El reconocimiento de esa cortedad del PIB ha llevado a que los y las especialistas recurran a otros indicadores complementarios para aproximarse a la cuestión del bienestar general tales como la incidencia de la pobreza, e indicadores de salud, educación y de acceso a servicios básicos. De hecho, hace ya un cuarto de siglo que el Programa de las Naciones Unidas para el Desarrollo (PNUD) diseñó el llamado Índice de Desarrollo Humano (IDH) que combina el PIB o ingreso per cápita, con indicadores de salud y educación en procura de ofrecer una perspectiva más amplia del bienestar. Más recientemente, el IDH ha incorporado la dimensión de la desigualdad.
Pero el PIB no solo adolece de miopía (corta visión) sino también de astigmatismo, es decir, de una visión sesgada de la producción.
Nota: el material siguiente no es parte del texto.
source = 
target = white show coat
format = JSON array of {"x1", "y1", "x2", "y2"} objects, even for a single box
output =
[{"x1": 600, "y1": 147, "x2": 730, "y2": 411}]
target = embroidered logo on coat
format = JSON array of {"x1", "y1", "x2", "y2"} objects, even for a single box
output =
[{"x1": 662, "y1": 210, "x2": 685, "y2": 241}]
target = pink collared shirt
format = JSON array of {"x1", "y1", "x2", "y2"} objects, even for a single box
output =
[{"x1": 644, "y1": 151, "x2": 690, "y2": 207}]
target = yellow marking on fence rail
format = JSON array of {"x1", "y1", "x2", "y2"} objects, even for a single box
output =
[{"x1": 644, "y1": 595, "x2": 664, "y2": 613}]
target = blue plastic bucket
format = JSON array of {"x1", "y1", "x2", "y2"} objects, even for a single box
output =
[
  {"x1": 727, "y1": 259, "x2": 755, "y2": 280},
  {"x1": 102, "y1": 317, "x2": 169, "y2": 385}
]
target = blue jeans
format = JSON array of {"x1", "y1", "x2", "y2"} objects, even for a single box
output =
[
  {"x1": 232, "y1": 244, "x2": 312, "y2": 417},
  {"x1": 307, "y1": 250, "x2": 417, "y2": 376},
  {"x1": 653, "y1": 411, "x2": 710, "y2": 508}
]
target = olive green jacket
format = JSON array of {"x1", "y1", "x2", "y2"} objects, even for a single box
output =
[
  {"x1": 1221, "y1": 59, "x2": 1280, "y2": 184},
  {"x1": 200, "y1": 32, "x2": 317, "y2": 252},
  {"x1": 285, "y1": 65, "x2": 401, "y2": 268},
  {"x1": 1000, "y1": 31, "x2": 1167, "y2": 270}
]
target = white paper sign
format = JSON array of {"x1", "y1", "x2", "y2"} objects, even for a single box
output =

En primer lugar, tiene problemas para valorar lo que no se produce para el mercado, tal como la producción para el autoconsumo (incluyendo los servicios de cuidado y del hogar, producido principalmente por mujeres) y la producción pública de bienes y servicios tales como los servicios de salud (especialmente los preventivos), seguridad pública, defensa o educación pública, o los bienes y servicios que producen las organizaciones civiles o comunitarias. Como la estimación del valor monetario de lo que se produce requiere el uso de algún precio, en la medida en que lo que se produce no se comercia sino que simplemente se provee, muchas veces libre de costos, los precios que se usan para determinar su valor son muy problemáticos porque por lo general no son observables sino que se asumen bajo algún criterio.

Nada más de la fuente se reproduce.